Community structure, function and distribution of northern coastal fishes in fjords and estuarine environments. Emphasis on sampling, field techniques, taxonomy, quantitative characterization, adaptations and habitat relationships. A comparative approach will contrast fish communities from deepwater, estuarine, near shore and freshwater habitats.
Dr. Joe Wroblewski and his graduate students are investigating local fisheries resources of the southeastern Labrador coast which are utilized by coastal communities, but which have not been scientifically documented. We are working with Labrador residents to study the ecology of these living marine resources. We have focused on bay cod and Icelandic scallop, specifically to understand the productivity of the wild stocks and the potential for aquaculture (Wroblewski et al., 1998).
Dr. Wroblewski has been conducting research on a new method of marine fish population restoration, termed "enhancement of reproductive potential" or ERP (Wroblewski, et al., 1996; Wroblewski, et al., 1999; Wroblewski and Hiscock, 2002).
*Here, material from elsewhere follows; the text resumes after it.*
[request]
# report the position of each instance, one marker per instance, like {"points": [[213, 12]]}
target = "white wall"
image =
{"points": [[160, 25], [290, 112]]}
This entails trapping late juvenile and young adult fish from the wild, increasing their growth and fecundity by feeding them in sea pens, and then returning the fish to their natural habitat to spawn. Hatchery based enhancement programs have met with criticism regarding genetic changes in cultured populations, and the fitness of released fish.
The Atlantic cod of the Grand Banks of Newfoundland were once a major food source for Europeans and North Americans. France and Portugal began fishing the Grand Banks in the early 1500s, joined by England during the 1600s. Spain, the former Soviet Union, Poland and Canada harvested great quantities of cod with dragnet trawlers during the latter part of the 20th century. In 1992 the northern cod population finally succumbed to decades of overfishing and several years of recruitment failure (poor reproductive success), due to natural climate change in the marine environment.